Large-scale demonstrations have been held protesting the pollution of the Kishon. Zalul's report has prompted the Ministry of the Environment to investigate the problem and introduce clean-up measures.

The Naaman river near Acre in northern Israel has been polluted by factory waste. Zalul's campaign resulted in the construction of Acco's first sewage treatment facility.

Zalul drew public attention to frequent sewage spills into the sea in Herzliya, near some of the country's most popular beaches.

Shafdan, Israel's major waste-treatment facility and one of the largest in the world, was spilling sludge into the Mediterranean. Zalul's protest campaign culminated in legal action against Shafdan.

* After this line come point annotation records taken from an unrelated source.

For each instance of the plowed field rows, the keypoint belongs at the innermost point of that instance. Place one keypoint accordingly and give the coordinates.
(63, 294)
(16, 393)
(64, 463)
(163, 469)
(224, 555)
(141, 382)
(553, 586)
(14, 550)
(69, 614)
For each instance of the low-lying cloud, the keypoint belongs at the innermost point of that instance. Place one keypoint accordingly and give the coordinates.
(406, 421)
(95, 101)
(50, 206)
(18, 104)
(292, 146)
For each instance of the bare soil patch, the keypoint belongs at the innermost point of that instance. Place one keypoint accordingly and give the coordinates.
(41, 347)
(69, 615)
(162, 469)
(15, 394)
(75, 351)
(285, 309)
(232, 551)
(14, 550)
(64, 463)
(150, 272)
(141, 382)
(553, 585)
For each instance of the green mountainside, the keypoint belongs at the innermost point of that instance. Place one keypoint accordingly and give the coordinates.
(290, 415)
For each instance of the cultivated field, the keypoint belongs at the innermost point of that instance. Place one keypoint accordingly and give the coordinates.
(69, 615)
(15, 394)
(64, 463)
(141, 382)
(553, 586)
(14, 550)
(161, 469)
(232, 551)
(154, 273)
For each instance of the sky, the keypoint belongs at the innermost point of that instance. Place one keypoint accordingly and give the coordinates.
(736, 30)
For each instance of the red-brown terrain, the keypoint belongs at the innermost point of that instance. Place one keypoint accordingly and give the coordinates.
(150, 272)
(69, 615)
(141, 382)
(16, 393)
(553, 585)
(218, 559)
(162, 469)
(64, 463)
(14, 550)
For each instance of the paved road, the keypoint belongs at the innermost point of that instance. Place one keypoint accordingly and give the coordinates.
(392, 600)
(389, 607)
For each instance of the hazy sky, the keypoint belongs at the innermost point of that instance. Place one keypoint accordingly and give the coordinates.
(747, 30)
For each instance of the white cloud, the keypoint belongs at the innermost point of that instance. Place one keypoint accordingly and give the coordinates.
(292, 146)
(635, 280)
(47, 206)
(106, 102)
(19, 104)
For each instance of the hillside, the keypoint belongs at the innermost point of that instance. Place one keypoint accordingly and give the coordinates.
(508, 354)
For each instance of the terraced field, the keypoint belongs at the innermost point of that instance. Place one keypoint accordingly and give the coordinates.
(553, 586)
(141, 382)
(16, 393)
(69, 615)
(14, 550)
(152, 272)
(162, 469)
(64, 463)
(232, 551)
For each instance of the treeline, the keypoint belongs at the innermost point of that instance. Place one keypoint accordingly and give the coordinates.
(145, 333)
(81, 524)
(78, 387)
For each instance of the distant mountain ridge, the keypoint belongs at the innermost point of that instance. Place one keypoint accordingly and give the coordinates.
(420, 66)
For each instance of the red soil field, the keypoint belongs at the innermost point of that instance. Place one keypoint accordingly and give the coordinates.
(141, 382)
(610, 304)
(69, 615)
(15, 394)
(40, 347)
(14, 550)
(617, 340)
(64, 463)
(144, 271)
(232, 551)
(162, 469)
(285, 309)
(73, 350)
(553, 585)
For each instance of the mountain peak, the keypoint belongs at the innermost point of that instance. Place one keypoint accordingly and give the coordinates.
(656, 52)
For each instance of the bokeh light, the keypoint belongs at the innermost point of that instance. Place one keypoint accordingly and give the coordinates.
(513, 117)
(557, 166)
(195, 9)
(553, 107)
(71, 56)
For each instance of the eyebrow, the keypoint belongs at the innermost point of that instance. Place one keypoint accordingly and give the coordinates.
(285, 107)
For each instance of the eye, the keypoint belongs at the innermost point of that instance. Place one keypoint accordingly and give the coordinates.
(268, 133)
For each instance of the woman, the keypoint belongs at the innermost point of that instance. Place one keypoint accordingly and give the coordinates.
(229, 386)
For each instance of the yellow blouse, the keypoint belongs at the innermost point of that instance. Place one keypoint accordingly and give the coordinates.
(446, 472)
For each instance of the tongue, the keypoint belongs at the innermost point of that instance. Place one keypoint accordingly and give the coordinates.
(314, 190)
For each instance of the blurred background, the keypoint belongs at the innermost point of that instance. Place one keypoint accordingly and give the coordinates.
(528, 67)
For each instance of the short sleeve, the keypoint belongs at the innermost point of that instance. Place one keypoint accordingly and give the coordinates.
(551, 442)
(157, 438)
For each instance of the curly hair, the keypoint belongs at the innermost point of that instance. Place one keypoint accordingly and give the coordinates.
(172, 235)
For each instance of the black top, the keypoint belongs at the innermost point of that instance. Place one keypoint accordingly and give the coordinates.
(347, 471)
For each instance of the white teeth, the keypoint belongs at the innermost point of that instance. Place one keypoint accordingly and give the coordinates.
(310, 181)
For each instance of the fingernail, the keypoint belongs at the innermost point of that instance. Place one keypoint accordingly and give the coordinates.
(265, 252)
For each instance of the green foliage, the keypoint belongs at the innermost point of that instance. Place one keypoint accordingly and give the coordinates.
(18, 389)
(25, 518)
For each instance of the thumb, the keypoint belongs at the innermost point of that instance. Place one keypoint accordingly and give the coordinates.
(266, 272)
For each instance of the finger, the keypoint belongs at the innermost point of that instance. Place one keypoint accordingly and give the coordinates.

“Don’t Say Kaddish for the Lachish” is Zalul’s slogan for a campaign to save the Lachish River, which runs between the cities of Ashkelon and Ashdod.

Zalul's petition against the operation of the ALA Pipeline, which was spilling sewage into the Gulf of Acco was signed by over 10,000 Acco residents.

==Education and outreach==
Keeping with Zalul's goal of providing concrete solutions for better environmental policy, the Environmental Economics Outreach Center serves as an environmental economic advocacy and advisory body. Recognizing the need for educational programs to promote beach and marine ecosystem protection, Zalul is developing curriculum and lesson plans for schools and youth groups. The materials are distributed in Hebrew and Arabic.

==Awards==
Benjamin Kahn, chairman of the association was named, "Hero of the Environment" by TIME Magazine for Zalul's efforts to safeguard Eilat's coral reef.